A Behavioral Theory of the Firm has become a classic work in organizational theory, and is one of the most significant contributions to theory intended to improve the operation of the modern corporation. The authors use experiments and empirical observations to build their model of decision making. They reject the structure of the firm as represented by classical economic theory, instead they focus on the discretion of management. They also offer a new way of viewing the effects of organization, communications and individuals on the firm's overall activity. This is path breaking book and among the most important and provocative interpretations yet advanced for seeing inside the firm to understand it as an organization and an economic entity.

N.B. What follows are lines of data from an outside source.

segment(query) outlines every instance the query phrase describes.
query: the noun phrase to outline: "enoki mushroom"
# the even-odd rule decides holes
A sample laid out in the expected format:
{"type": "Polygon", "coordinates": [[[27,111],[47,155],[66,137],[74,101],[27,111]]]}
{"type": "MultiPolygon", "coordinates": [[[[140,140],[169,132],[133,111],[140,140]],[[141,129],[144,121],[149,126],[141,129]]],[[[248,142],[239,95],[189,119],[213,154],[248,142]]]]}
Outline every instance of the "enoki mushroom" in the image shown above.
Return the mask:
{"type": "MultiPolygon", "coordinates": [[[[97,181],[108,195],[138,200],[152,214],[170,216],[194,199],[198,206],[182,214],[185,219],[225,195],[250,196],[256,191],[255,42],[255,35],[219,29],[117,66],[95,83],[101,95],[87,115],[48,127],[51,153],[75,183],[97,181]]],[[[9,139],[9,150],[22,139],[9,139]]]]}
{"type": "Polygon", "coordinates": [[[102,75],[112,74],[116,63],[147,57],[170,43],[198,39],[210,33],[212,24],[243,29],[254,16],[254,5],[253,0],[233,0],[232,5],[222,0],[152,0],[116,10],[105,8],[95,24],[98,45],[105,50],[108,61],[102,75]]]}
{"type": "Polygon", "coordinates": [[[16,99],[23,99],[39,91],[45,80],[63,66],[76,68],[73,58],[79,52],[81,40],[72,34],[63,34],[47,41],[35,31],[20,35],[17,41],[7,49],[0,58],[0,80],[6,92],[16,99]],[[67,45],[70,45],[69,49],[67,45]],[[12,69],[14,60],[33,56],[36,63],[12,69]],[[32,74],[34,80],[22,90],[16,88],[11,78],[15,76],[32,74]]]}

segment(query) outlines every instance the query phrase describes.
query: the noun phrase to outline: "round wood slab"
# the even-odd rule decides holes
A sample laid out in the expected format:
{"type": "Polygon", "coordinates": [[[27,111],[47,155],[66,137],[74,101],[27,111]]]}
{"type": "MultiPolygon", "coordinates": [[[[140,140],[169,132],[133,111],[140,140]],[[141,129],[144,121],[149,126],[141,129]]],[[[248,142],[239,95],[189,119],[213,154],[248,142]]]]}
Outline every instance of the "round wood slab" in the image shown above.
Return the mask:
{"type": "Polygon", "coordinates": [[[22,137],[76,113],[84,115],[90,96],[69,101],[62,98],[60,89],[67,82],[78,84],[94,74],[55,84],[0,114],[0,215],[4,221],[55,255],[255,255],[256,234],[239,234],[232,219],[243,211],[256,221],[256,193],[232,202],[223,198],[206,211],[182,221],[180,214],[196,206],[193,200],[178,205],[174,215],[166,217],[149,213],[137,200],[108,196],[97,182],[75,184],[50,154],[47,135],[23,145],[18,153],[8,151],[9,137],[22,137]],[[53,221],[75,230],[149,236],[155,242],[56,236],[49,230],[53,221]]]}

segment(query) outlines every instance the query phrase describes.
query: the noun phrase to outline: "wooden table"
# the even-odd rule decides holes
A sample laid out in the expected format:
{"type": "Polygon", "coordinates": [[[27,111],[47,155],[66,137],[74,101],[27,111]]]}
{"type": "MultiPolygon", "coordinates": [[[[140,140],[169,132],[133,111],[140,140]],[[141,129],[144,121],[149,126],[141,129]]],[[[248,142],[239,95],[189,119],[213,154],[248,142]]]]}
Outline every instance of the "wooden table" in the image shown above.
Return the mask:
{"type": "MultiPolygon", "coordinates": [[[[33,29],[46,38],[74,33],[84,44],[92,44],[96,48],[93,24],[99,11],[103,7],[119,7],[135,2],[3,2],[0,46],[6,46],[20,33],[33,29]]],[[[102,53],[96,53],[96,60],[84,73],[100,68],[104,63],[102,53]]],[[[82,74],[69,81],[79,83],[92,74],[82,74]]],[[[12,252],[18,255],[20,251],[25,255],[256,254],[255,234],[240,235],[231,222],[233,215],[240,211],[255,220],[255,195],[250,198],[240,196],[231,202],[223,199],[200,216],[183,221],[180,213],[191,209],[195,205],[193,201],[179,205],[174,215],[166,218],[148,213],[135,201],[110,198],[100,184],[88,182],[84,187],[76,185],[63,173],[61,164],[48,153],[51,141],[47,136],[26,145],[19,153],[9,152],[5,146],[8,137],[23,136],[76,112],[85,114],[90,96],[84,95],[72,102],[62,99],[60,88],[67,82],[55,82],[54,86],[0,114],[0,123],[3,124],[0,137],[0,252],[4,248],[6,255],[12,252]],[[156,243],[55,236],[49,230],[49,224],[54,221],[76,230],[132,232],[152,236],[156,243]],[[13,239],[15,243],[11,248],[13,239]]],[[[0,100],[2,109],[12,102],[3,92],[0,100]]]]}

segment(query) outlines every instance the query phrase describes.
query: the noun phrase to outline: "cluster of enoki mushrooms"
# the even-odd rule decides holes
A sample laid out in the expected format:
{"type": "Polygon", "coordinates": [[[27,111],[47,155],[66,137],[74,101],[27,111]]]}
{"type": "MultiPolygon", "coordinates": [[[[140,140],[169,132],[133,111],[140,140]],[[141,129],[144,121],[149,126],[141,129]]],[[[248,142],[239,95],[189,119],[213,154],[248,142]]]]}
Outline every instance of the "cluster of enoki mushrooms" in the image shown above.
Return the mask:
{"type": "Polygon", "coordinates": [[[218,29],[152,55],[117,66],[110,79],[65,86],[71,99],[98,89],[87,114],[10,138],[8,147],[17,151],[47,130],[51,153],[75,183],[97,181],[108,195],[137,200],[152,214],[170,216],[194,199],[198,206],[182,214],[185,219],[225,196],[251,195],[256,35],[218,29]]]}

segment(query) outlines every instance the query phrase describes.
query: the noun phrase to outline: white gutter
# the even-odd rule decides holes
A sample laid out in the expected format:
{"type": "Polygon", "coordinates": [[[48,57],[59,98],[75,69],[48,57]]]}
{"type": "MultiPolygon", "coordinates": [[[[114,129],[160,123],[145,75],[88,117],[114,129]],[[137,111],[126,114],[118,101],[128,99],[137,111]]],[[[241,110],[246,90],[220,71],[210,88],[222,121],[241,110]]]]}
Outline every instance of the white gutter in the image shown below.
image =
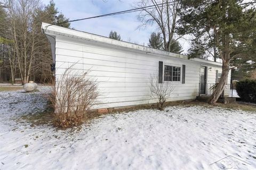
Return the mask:
{"type": "MultiPolygon", "coordinates": [[[[152,48],[145,47],[132,43],[119,41],[105,37],[96,35],[92,33],[89,33],[85,32],[77,31],[71,29],[66,28],[62,27],[57,26],[55,25],[51,25],[50,24],[43,22],[42,23],[42,29],[44,30],[46,35],[55,36],[57,35],[71,37],[74,38],[82,39],[86,40],[93,41],[95,42],[101,42],[103,44],[111,45],[113,46],[122,47],[125,48],[129,48],[132,50],[139,50],[144,52],[148,54],[157,54],[161,56],[168,57],[176,57],[185,60],[188,60],[188,56],[173,53],[167,52],[161,50],[152,48]]],[[[51,42],[52,43],[52,42],[51,42]]],[[[55,43],[54,43],[55,46],[55,43]]],[[[55,49],[54,49],[55,50],[55,49]]],[[[55,55],[55,53],[54,53],[55,55]]],[[[55,57],[54,57],[55,58],[55,57]]],[[[197,62],[208,63],[212,65],[221,66],[222,64],[220,63],[214,62],[212,61],[206,61],[205,60],[195,58],[190,59],[190,61],[194,61],[197,62]]]]}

Economic decision-making in firms is influenced not only by market factors but also by internal dynamics. Firms, as large and complex organizations, actively shape and respond to market conditions through their structures and strategies. Four key aspects have been emphasized in order to study the internal dynamics of firms, which are: 1. Focusing on a few critical economic decisions made by firms, 2. Developing a process-oriented model of the firm, 3. Ensuring models are closely linked to empirical observations, and 4. Creating a theory with general applicability beyond the specific firms studied. This classic work highlights the importance of understanding the internal and external factors that influence firm decision-making. Throughout the book the assumption of rationality is challenged, both empirically and descriptively.
I found this book to be completely unreadable and I really gave it a good shot because I am interested in understanding the behavioral theory of the firm (or at least I was before trying to read this sucker).
This classic work uses economic and decision theories to describe the behavior of the firm. Best quote, "...we cannot assume that a rational manager can treat the organization as a simple instrument in his dealings with the external world" (p. 205).